Pois sobre as pedras, valho-me de uma provocativa descrição de Michel Serres, uma vez que não poderia dizê-las melhor, tampouco com tanta brevidade.

“O povo de Israel entoa salmos frente ao muro desmantelado das lamentações: do templo não sobrou pedra sobre pedra. O que viu, o que fez, o que pensou o sábio Tales frente às pirâmides do Egito, em uma época tão antiga para nós quando o nome de Quéops era arcaico para ele, por que ele inventou a geometria frente a este amontoado de pedras? O Islã inteiro sonha viajar para Meca onde está conservada, na Caaba, negra, a pedra. A ciência moderna nasce, na Renascença, a partir da queda dos corpos: caem as pedras. Por que Jesus fundou a igreja cristã sobre um homem cujo nome era Pedro? Misturo a vontade das religiões e conhecimento nestes exemplos de instauração” – Michel Serres, Statues (1987), pág 213

Mas afinal de contas, o que as pedras têm a ver com a Comunicação?

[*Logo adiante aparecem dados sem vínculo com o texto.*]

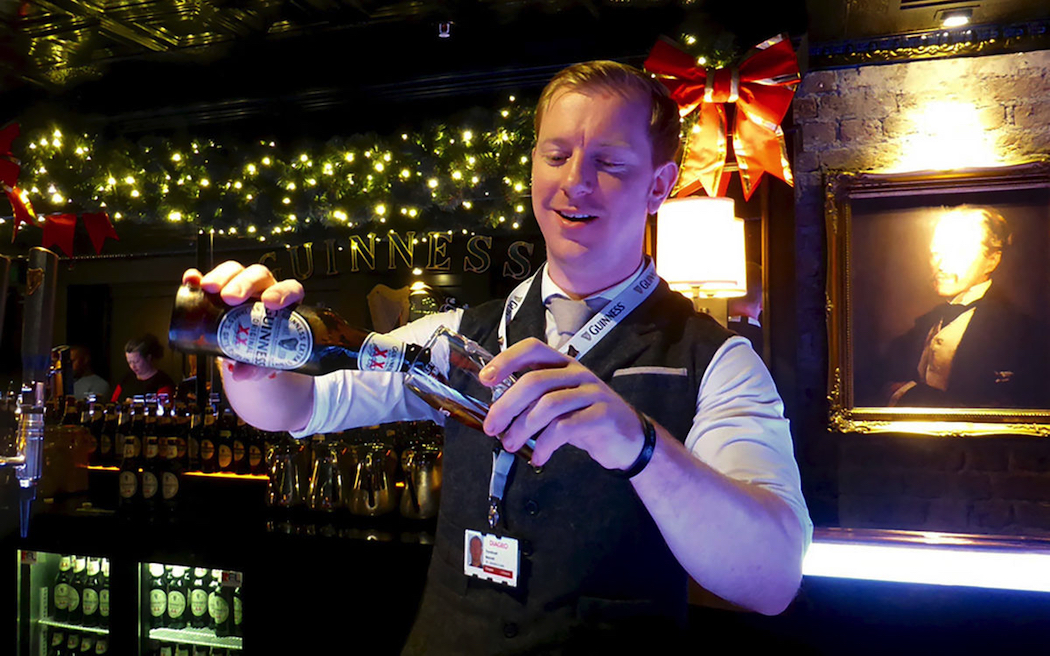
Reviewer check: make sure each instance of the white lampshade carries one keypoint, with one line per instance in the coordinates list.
(699, 247)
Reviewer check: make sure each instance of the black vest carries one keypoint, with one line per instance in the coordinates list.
(595, 573)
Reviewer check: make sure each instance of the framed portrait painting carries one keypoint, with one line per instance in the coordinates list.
(939, 301)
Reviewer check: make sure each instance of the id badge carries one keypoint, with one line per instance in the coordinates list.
(490, 557)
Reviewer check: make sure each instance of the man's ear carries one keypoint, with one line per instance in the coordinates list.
(664, 178)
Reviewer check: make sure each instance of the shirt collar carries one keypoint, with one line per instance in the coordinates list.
(970, 295)
(548, 288)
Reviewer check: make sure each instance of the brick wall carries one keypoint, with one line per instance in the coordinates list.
(860, 119)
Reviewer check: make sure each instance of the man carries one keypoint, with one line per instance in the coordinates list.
(746, 311)
(975, 350)
(658, 392)
(85, 381)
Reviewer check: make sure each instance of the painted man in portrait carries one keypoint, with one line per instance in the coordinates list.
(977, 348)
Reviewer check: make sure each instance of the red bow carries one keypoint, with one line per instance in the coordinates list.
(762, 86)
(9, 168)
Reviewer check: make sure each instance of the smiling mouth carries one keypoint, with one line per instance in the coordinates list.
(575, 216)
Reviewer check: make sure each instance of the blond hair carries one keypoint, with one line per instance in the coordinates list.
(629, 83)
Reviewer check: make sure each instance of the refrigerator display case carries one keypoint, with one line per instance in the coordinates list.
(187, 610)
(63, 604)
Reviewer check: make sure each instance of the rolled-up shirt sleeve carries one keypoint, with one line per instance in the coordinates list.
(348, 399)
(740, 430)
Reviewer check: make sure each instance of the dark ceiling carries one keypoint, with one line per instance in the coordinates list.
(167, 64)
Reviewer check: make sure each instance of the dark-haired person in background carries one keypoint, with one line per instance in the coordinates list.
(744, 312)
(975, 350)
(142, 355)
(85, 381)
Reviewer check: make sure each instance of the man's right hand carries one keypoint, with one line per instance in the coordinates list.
(237, 283)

Ainda que os exemplos acima sejam autoexplicativos, o que nos interessa particularmente é pensarmos como seres não-humanos são capazes de articular significado e de mobilizar ações. As pedras no sentido do texto habitam uma espécie de não-lugar, porque, de fato, são não-humanos, mas ao mesmo tempo não têm a qualidade de objetos puros. No fundo, as pedras do judeus, dos cristãos, dos muçulmanos e dos cientistas são, como diria Latour, “quase-objetos”, porque residem no ínterim entre uma certa humanidade [no sentido que possuem uma intencionalidade, afinal o muro das lamentações ergue pedra sobre pedra na argila do “povo escolhido” (sic)] e uma “coisidade”.

De um lado os estudos da Comunicação contemporâneos passaram a concentrar seus esforços nas “pedras”, ainda que sejam mais sofisticadas, é verdade (os computadores nada mais são que um conjunto variado de minérios), com as pesquisas da cibercultura, tentando compreender certos agenciamentos não-humanos. De outro, a maior parte desses pesquisadores esqueceu de consultar os povos que nunca se nutriram da crença de que o homem seria o centro do universo. Refiro-me aos ameríndios (povos tradicionais das Américas). Enquanto os pós-modernos reescreveram a modernidade com as tintas de suas impressoras domésticas e com isso multiplicaram ainda mais as controvérsias da razão iluminista, os não-modernos parecem ser os únicos que possuem caminhos de saída para um mundo em vias de extinção: o mundo em que os homens ao tornarem-se seu próprio centro, desencadearam uma catástrofe social e ambiental talvez irreversível.

Diante do fim do mundo (na verdade seria melhor dizer, “fim de um mundo”), é melhor perguntarmos para os indígenas, que sempre souberam ouvir as pedras, que caminhos podemos seguir, afinal são eles, os não-modernos, os únicos capazes de sobreviver em um mundo que não existe mais. O homem que descobriu o próprio umbigo como centro do universo, escreveu a primeira nota de nosso réquiem no dia 12 de outubro de 1492. Estamos prestes (ainda bem!) a escrever a última.